Datasets for supervised machine learning

Author: Carolina Fortuna

By definition, machine learning methods rely on data for training purposes. In particular, supervised machine learning algorithms need labelled data. In this post we provide pointers to repositories and tools where relevant datasets can be found as well as tips on how to generate and publish your dataset.

Repositories and search tools

This site is maintaining a list of publicly available datasets that can be used for solving various telecommunications problems using machine learning. In the machine learning community, a well known source of data (and other resources) is Kaggle. In the wireless community, a well known source of datasets, albeit not specifically generated for machine learning purposes is available on at CRAWDAD. More recently, Google is providing a new tool dedicated to dataset search. While the lists on this ETI are collected and published by the officers of this action, Google’s tool seems to  mostly index public data from .gov. sites but can be extended to include also other datasets. To be included in Google’s dataset search tool, the page where the data is published should include structured data.

Labelled data generation

There are three ways of generating labelled training data for your machine learning task: synthetic labelled data generation, manual labelling and (semi-)automatic data generation. 

 

Synthetic labelled data generation

Synthetic data that can be easily labelled as the transmissions are controlled by scripts written by humans and the reception can thus be aligned in frequency, time and location to the transmissions. The process for generating synthetic datasets is depicted in the figure below and consists of five steps. In the first step, the wireless networking experiment or simulation is defined, implemented and executed. While the experiment is executed, relevant data is collected in the data collection step. The transmission and the reception data are then aligned and the relevant transmission parameters are used to generate labels for the received data in the third step. The resulting data is then split in two according to some pre-defined proportion. One part of this data is used for subsequently training a machine learning model while the other part of the data is used for subsequently evaluating the trained model.
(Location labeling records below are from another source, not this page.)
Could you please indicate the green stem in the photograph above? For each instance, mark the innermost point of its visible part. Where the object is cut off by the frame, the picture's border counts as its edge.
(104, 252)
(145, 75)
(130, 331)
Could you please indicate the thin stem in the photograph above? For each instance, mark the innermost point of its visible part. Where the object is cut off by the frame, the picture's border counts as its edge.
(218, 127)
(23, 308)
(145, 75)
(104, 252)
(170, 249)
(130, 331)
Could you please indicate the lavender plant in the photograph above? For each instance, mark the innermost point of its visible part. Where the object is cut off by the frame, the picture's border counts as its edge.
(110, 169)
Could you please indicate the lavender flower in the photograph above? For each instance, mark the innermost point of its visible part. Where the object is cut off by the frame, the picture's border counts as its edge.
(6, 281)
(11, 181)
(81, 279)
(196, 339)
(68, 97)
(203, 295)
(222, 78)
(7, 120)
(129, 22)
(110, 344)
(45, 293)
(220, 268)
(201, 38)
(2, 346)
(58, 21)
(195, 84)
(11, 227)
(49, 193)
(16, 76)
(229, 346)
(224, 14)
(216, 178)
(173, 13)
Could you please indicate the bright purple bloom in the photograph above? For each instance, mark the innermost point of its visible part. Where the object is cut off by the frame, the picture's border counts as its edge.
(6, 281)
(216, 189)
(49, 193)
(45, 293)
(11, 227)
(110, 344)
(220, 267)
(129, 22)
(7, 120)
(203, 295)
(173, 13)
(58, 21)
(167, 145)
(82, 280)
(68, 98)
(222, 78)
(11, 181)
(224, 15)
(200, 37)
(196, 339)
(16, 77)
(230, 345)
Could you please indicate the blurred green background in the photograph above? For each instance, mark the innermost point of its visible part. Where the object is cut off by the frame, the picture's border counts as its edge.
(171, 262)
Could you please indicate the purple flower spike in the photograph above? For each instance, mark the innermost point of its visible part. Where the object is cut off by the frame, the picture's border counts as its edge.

Manual labelled data generation

When collecting data from a real environment that we cannot completely control, collecting labels can sometimes be challenging. In such cases, methods for manually labelling the collected data are employed. The labels generated for such situations are also called ground truth because the assumption is that the human that creates them is a domain expert and is likely to be correct. In other words, it is difficult to create better labels using any other method.

The process for generating manually annotated ground truth datasets is depicted in the figure below and also consists of five steps. In the first step, the data is collected by observing relevant network behavior such as spectrum. As the amount of data can be overwhelming for a human user to understand and process, a data selection process has to be in place to select the data that will be presented to the user for labelling. This is represented as the third step in the figure. Subsequently, in the third step, a manual label insertion system has to be developed as support for humans to label. For instance, a system that shows in an appropriate visual manner the instances selected in Step 2 and enables inserting graphic or textual labels that are then recorded in the appripriate format. Similar as in the case of synthetic data generation and labelling, the resulting data is then split in two according to some pre-defined proportion. One part of this data is used for subsequently training a machine learning model while the other part of the data is used for subsequently evaluating the trained model.

(Semi-)automatic labelled data generation

The third appraoch refers to generating automatically or possibly semi-automatically labelled data for transmissions that exist, are real, but we have no control over. Such approach would require relevant network data collection in the first step, same as in the manual label generation case. The second step would require implementing a labelling logic. The labeling logic could be very simple from hand coded rules on how to generate the labels to complex algorithmic appraoches including heuristics or machine learning. It is actually possible to use machine learning for generating labelled data for machine learning tasks. The labelling logic will then automatically generate labelled data. To verify the quality of such data, an evaluation methodology, usually against a manually labelled subset of the same data is appropriate as depicted in the third step. The last two steps of the process are similar as for the previosly described synthetic and manual label generation.